Authors: Buhari Samaila, Buhari Maidamma

Abstract:

Background: The use of ionizing radiation in medical diagnostics and treatment is indispensable for accurate imaging and effective cancer therapies. However, radiation exposure carries inherent risks, necessitating strict protection measures to safeguard both patients and healthcare workers. This review critically examines the existing radiation protection measures in diagnostic radiology and radiotherapy, highlighting technological advancements, regulatory frameworks, and challenges. Objective: The objective of this review is to critically evaluate the effectiveness of current radiation protection measures in diagnostic and therapeutic radiology, focusing on minimizing patient and staff exposure to ionizing radiation while ensuring optimal clinical outcomes and propose future directions for improvement. Method: A comprehensive literature review was conducted, covering scientific studies, regulatory guidelines, and international standards on radiation protection in both diagnostic radiology and radiotherapy. Emphasis was placed on ALARA principles, dose optimization techniques, and protective measures for both patients and healthcare workers.
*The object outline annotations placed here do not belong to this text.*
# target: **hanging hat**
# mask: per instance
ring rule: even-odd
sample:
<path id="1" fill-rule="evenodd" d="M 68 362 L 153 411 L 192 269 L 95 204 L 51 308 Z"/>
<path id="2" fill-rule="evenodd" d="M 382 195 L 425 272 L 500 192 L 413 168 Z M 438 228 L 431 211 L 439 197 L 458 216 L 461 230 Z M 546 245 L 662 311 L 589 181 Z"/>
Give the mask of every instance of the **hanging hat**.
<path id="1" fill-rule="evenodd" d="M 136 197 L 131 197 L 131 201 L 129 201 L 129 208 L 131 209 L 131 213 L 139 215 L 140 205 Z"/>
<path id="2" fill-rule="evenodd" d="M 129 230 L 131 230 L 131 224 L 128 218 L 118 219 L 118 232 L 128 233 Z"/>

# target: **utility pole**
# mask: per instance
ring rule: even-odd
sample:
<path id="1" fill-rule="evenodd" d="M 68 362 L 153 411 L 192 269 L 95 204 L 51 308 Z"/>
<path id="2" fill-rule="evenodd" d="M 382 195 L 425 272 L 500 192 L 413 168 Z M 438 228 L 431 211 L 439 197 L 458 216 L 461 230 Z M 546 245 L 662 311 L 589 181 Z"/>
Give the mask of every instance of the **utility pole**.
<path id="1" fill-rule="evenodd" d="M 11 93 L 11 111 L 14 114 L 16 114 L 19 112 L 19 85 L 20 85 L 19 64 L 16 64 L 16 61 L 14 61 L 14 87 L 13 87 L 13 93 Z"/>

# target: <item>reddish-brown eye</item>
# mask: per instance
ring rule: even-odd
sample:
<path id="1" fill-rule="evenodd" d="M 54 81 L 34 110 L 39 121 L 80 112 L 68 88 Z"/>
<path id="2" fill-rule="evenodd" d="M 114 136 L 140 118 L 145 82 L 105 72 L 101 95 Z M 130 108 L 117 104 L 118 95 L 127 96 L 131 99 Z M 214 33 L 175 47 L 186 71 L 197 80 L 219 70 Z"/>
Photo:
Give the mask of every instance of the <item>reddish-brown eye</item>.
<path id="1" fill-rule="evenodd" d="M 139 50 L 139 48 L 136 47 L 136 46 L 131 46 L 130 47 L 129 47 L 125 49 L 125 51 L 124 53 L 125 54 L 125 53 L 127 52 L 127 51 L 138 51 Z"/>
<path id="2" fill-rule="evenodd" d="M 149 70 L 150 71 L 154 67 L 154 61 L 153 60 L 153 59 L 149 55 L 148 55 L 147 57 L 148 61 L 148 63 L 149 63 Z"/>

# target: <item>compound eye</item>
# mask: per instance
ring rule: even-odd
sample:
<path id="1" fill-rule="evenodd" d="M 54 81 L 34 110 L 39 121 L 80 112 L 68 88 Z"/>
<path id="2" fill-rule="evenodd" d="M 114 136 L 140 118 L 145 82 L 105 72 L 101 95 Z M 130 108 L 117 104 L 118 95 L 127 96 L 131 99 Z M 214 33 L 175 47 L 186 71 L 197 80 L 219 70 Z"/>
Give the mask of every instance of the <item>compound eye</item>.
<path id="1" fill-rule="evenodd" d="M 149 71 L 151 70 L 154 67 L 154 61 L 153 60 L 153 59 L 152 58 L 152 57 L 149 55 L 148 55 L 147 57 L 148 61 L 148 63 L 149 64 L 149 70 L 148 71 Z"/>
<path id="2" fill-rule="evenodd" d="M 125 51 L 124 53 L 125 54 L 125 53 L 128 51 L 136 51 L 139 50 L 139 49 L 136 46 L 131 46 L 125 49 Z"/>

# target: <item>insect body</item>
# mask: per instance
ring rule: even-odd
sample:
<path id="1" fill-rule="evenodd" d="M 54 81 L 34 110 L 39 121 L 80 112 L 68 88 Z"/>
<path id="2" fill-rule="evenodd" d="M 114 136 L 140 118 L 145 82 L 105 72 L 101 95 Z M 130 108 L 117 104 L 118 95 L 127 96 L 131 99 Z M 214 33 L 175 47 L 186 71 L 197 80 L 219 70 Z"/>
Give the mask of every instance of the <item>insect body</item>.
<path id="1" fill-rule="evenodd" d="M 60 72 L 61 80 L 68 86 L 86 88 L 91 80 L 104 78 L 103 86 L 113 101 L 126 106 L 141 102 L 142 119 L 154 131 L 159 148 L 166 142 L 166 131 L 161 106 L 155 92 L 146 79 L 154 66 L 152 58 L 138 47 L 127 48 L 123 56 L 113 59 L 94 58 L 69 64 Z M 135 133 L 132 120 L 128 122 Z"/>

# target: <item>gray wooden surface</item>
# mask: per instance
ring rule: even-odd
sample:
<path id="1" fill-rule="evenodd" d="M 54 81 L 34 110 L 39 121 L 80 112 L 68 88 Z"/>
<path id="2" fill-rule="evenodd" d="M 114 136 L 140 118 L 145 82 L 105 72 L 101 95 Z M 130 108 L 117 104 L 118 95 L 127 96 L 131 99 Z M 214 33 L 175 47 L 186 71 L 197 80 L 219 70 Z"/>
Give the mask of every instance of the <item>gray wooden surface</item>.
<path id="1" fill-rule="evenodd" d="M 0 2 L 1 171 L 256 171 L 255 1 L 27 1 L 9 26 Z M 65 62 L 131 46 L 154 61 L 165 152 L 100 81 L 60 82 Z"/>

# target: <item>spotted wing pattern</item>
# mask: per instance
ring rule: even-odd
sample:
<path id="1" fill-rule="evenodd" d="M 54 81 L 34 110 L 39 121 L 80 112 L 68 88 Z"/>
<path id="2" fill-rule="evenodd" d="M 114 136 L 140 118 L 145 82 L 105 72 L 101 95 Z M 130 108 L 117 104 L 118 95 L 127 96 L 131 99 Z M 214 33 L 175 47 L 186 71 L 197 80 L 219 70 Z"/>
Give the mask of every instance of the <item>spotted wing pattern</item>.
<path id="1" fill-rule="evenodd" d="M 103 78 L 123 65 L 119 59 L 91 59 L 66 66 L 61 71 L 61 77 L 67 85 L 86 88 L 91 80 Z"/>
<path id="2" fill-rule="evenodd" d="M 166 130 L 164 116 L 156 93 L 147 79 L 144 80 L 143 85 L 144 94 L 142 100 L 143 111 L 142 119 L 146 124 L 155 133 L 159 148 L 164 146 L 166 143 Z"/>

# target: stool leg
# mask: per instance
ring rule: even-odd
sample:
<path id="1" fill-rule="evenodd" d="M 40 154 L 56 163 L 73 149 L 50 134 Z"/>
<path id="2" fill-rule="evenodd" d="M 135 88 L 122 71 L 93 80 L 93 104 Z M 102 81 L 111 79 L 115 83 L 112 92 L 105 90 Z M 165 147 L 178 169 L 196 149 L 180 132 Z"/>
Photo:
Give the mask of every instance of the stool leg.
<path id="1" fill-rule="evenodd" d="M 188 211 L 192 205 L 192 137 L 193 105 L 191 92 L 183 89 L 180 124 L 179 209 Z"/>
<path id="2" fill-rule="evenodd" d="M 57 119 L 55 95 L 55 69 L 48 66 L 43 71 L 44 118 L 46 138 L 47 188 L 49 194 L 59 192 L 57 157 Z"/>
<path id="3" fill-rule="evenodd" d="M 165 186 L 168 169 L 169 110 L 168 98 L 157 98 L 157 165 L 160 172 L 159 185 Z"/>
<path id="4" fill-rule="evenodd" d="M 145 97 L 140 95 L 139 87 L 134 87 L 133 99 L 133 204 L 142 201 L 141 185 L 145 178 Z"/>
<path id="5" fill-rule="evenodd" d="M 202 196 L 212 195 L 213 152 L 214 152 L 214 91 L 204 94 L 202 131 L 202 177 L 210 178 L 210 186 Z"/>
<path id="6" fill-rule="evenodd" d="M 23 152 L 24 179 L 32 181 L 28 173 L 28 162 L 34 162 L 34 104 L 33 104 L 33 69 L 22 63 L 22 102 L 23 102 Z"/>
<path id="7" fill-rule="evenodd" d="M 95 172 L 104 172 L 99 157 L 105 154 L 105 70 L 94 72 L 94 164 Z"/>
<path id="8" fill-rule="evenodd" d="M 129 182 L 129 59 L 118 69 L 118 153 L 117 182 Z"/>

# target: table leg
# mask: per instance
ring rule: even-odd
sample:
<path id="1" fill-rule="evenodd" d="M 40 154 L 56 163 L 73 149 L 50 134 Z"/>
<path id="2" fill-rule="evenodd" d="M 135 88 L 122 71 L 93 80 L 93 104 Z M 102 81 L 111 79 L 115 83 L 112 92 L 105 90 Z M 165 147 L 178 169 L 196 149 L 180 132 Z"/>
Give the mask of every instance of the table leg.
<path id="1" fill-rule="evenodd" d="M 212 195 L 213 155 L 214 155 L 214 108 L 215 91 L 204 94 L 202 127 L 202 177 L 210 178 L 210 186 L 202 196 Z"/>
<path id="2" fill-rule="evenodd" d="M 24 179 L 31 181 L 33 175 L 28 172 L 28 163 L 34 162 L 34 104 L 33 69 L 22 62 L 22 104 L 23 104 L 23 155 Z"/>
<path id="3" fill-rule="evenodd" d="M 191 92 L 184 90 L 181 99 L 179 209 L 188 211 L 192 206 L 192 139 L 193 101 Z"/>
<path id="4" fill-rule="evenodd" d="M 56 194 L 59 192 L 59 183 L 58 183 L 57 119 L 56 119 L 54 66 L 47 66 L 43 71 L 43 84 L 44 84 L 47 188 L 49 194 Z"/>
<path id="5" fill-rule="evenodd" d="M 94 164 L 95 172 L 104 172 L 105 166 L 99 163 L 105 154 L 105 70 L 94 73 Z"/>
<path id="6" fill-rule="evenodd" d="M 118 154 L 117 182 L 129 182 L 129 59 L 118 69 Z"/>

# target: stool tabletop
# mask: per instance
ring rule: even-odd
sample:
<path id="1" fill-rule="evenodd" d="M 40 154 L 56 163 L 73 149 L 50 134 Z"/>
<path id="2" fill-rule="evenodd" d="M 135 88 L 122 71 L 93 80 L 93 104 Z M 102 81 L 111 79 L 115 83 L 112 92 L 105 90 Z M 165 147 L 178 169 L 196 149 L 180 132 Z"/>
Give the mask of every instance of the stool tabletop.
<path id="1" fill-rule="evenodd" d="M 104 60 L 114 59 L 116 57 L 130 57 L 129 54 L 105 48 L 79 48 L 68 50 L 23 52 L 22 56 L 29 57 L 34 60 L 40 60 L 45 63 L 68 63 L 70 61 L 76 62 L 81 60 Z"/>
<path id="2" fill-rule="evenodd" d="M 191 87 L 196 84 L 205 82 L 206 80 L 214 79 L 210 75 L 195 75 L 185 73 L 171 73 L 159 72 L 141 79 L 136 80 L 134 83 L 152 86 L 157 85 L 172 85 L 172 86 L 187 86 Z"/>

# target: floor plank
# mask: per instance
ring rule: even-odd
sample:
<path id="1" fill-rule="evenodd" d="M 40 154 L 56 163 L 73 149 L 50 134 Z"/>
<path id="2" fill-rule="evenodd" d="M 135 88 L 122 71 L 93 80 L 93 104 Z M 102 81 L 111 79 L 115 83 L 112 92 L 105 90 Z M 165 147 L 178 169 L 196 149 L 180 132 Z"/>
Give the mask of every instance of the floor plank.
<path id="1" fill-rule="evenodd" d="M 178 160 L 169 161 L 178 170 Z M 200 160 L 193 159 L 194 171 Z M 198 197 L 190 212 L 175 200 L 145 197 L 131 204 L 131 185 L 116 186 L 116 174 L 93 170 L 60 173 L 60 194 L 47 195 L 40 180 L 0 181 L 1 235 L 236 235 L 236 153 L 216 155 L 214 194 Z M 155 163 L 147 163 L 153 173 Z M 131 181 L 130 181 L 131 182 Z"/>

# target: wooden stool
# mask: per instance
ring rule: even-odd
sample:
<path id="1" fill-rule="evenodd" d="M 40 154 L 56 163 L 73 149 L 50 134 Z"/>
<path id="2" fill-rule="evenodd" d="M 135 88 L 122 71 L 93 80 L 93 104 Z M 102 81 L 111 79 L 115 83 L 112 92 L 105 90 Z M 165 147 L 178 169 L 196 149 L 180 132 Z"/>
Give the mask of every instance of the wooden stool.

Results: Radiation protection measures in diagnostic radiology include the use of shielding devices, minimizing exposure times, and employing advanced imaging technologies to reduce dose. In radiotherapy, accurate treatment planning and image-guided techniques enhance patient safety, while shielding and dose monitoring safeguard healthcare personnel. Challenges such as limited infrastructure in low-income settings and gaps in healthcare worker training persist, impacting the overall efficacy of protection strategies. Conclusion: While significant advancements have been made in radiation protection, challenges remain in optimizing safety, especially in resource-limited settings. Future efforts should focus on enhancing training, investing in advanced technologies, and strengthening regulatory compliance to ensure continuous improvement in radiation safety practices.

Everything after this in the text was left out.